Recognition of traces left by earthquakes in Pleistocene sediments affected by glacio-isostatic rebound in the Baltic Sea Basin—GREBAL (grant OPUS supported by National Science Center). The project covers the investigation of the traces of Pleistocene earthquakes in the southern part of the Peri-Baltic area.

The results of sedimentological analyses, along with stratigraphic and geochronological data related to a broad geological context, led us to several conclusions: 1) seismic activity accompanied the Pleistocene glaciations occurred during deglaciation and transgression of ice sheet in the southern part of the Peri-Baltic area; 2) earthquakes caused by the reactivation of deeply entrenched pre-Quaternary faults were caused by a shift in the state of stresses caused by the pressure of the great mass of the ice sheet. Visit grebal.amu.edu.pl for more information.

Microstructural analysis and microsedimentology of soft-sediment deformation structures within glacigenic sediments – a key for understanding the sediment mass transport and its impacts in contemporary and ancient glaciated areas (National Science Centre, Poland, Preludium-18 call). The gravity mass flows and earthquakes are, and were in geological past, among the most hazardous natural processes. The project focuses on the examination of examples of mass flows from the geological record in microscale. All of the preselected study sites are located at the area of Southern Peribalticum, within the area of maximal Pleistocene ice-sheet extent. The overall aim of this project is to understand the mechanisms and factors controlling the transport and emplacement of soft-sediments in response to gravity driven and seismically induced mass flow events.

Numerical modeling of soft sediment deformation structures induced by seismicity (grant PRELUDIUM supported by National Science Center). The aim of this study is to develop the numerical code, which after validation against the observational data, will allow to recreate the seismites (layers internally deformed by seismic wave propagation) formation process. It is expected that as a result of this project, we will identify and describe the factors influencing the emergence and geometry of those structures. Such a numerical tool will contribute not only to a better understanding of the physical processes occurring during the propagation of seismic waves in an unconsolidated sediment, but also to clarify the criteria for seismites recognition.

Detritus heavy minerals from the epicontinental carbonate rocks of the Triassic and Late Cretaceous of Opole, Silesia, as a source of information about crystalline rocks exposed in the NE part of Czech Massif during the peneplanization of the Variscan orogen and its subsequent structural inversion (grant OPUS supported by National Science Center). Heavy minerals vary greatly in terms of their type and state of preservation. The source-rocks for the studied minerals were mainly metamorfic rocks of various transformation degrees and igneous rocks, while the most important maintenance area was the eastern part of Czech Massif. The variability of the heavy minerals’ composition resulted from the changes in the transport direction, the degree of erosion of the source rocks, as well as the intensity of diagenetic processes. The youngest of periclastic zircons was used to determine the maximum age of the Upper Triassic Lisowice skeleton level deposition. This age has been determined as a middle or late Norian (depending on the choice of ages boundaries).

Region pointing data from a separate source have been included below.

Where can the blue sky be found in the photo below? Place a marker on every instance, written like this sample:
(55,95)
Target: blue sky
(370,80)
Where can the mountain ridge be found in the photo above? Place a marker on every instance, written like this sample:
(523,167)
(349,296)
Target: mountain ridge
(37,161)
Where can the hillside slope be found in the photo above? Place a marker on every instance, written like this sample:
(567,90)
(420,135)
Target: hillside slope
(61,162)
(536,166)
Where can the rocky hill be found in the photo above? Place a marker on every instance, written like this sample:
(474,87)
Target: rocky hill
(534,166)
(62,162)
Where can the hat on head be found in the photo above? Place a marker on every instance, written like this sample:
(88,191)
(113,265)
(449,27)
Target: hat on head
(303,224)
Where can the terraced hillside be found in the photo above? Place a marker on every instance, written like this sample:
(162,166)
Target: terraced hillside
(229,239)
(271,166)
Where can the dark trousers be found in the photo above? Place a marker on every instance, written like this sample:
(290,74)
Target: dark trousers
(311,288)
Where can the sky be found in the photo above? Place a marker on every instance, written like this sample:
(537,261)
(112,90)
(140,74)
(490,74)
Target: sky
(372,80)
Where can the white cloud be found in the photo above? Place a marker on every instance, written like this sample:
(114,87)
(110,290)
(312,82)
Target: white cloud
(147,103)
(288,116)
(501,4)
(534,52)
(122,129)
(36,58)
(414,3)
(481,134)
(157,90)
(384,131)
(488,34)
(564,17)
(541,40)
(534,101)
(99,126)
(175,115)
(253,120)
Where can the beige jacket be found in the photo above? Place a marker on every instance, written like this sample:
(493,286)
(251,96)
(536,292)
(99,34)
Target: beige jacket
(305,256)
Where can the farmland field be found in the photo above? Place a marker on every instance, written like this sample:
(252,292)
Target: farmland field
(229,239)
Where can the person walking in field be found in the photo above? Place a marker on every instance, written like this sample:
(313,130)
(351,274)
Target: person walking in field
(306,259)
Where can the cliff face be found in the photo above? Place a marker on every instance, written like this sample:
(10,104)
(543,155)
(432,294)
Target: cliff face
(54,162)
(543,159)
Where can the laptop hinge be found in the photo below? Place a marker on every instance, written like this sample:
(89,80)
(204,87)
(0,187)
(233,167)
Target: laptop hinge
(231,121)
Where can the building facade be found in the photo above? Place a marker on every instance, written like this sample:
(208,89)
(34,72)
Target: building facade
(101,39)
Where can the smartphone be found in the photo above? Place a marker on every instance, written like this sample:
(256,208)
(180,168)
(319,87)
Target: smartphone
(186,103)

Large Pleistocene sandurs of NW Poland – sedimentology, palaeocurrent dynamics and flood history in a new approach (grant PRELUDIUM supported by National Science Center). Coarse-grained clastic sediments deposited from catastrophic floods have been so far connected with the proximal part of the proglacial water outflow system. In front of the Scandinavian Ice Sheet, the amount of water during ablation periods, can be so huge, that floods can reach tens of kilometers from the front of ice sheet. The research is conduct within sandurs deposited during the Pomeranian phase of the last glaciation (~16—17 thousand years ago) in NW Poland.